Violet's thoughts were as lively as a beehive, and she knew sleep wouldn't be gracing her for a long time. She wondered how exactly her life had gotten like this.

She was only seventeen, but she was in hiding from everyone but her little family and Isadora. On top of that, she was playing surrogate mother to not only Sunny, but little Beatrice now as well. Sunny was nearly old enough to start attending school, but Violet couldn't allow her to go for fear that she would be recognized. Klaus was nearly at his breaking point; he had all the stress Violet had, as he was acting as father, but unlike Violet, he lacked any kind of healthy outlet for venting frustration. More and more lately, Violet was finding him asleep on the floor, glasses askew, exhausted from the late hours little Beatrice kept.

And here was Violet, hating herself for leaving him alone as often as she could make excuses to, so that she could come here and screw until she could sink into blissful forgetfulness.

And now she was losing even that. Her guilt kept her from any pleasure, and she only returned for the brief reprieve from her ruined life it offered. She couldn't even claim to be coming for Isadora, who truly loved her, though she wished she could. Violet didn't love her. She was merely her escape from premature responsibility and perhaps Violet's way of having her own share of fun without the possibility of another child to care for.

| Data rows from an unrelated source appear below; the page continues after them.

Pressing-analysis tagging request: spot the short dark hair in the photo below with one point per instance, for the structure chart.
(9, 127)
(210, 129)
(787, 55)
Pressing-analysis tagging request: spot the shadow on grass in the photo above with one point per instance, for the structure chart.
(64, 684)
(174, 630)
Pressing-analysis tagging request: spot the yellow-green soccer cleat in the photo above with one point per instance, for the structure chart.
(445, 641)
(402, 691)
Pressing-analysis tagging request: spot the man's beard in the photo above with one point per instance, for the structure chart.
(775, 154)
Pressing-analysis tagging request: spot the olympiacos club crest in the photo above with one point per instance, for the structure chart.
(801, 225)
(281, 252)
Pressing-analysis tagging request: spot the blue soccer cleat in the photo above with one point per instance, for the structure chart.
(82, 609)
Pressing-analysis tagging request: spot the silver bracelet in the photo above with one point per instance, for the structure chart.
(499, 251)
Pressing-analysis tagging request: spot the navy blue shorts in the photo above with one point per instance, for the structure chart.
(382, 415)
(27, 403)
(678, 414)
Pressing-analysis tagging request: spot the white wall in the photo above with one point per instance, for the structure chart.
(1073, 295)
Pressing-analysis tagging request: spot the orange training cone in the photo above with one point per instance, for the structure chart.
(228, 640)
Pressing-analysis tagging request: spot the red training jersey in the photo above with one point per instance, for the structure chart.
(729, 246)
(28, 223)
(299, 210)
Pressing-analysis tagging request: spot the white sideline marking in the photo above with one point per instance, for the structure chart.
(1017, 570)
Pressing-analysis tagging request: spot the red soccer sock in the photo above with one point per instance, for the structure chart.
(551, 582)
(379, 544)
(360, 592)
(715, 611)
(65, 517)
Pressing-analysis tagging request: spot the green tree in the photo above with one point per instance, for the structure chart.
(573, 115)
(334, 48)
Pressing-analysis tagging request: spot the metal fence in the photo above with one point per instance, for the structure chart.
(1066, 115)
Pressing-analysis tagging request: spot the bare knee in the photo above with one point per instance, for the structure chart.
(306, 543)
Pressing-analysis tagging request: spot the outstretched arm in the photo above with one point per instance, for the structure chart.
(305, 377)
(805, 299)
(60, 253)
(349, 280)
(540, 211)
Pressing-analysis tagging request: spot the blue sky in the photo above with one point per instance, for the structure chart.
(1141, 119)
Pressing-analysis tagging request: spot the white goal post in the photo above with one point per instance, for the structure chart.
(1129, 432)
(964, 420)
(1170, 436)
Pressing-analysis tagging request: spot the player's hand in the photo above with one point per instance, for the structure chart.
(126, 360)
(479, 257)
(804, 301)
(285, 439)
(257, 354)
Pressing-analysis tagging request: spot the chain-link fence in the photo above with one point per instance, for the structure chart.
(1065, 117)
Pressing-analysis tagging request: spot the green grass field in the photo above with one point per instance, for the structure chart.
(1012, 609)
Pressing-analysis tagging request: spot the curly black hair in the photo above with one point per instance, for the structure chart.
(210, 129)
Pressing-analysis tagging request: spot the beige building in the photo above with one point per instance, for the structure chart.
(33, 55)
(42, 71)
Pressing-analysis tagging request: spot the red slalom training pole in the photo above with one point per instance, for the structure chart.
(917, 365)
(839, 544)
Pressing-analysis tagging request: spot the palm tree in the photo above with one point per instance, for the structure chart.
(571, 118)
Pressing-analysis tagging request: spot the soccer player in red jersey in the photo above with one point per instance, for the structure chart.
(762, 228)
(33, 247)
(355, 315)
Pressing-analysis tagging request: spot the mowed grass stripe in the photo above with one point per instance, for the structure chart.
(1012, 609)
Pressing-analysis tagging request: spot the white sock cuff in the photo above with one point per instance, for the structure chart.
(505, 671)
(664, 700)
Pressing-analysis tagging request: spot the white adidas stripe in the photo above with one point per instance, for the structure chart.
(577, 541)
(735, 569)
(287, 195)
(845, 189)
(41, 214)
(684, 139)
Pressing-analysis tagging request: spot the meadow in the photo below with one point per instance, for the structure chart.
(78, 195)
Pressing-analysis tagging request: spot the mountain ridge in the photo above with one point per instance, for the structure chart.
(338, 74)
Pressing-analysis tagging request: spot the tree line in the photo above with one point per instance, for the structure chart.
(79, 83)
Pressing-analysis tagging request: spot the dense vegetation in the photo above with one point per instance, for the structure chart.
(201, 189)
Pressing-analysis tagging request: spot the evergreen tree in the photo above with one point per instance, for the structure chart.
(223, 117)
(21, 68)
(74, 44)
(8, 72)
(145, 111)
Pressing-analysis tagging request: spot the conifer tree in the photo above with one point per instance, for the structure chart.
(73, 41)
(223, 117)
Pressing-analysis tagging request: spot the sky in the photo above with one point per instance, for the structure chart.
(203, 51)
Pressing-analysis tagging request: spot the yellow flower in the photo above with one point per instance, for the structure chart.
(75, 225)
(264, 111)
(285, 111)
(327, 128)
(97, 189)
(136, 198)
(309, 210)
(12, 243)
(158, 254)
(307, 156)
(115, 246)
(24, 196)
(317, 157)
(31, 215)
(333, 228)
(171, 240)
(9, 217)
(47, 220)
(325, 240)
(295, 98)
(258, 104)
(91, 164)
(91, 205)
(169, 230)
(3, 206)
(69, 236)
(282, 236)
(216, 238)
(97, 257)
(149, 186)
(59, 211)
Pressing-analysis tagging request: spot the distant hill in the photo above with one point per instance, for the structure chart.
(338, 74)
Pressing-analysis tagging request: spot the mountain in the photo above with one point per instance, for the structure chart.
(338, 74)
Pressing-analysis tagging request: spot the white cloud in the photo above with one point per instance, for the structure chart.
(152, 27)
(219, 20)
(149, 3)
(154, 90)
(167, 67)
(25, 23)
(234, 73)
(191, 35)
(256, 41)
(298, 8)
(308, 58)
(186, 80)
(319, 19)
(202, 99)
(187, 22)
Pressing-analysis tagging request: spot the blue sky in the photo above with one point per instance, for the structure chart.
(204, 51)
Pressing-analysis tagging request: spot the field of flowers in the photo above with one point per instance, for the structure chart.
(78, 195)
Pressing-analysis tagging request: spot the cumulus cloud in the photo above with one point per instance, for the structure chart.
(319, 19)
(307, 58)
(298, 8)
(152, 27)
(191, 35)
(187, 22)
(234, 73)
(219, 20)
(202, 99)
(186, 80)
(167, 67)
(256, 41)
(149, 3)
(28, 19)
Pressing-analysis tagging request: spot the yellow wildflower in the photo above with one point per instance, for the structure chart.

For a while, the novelty of their secret meetings had masqueraded as love, and Violet relished every moment spent with Isadora. They met somewhere different each time, anywhere from a bathroom stall in the Underground to a hotel rented only for a few hours, like now. Sometimes their unions were soft and unrushed and others were frenzied and rough. But with each kiss, stroke, or word, Violet's guilt grew and her original happiness tarnished.

Violet knew that this could not continue for much longer; it couldn't even if she somehow regained her happiness. Despite his exhaustion, Klaus was bound to notice sooner or later that Violet's excursions never brought home whatever it was her cover story demanded.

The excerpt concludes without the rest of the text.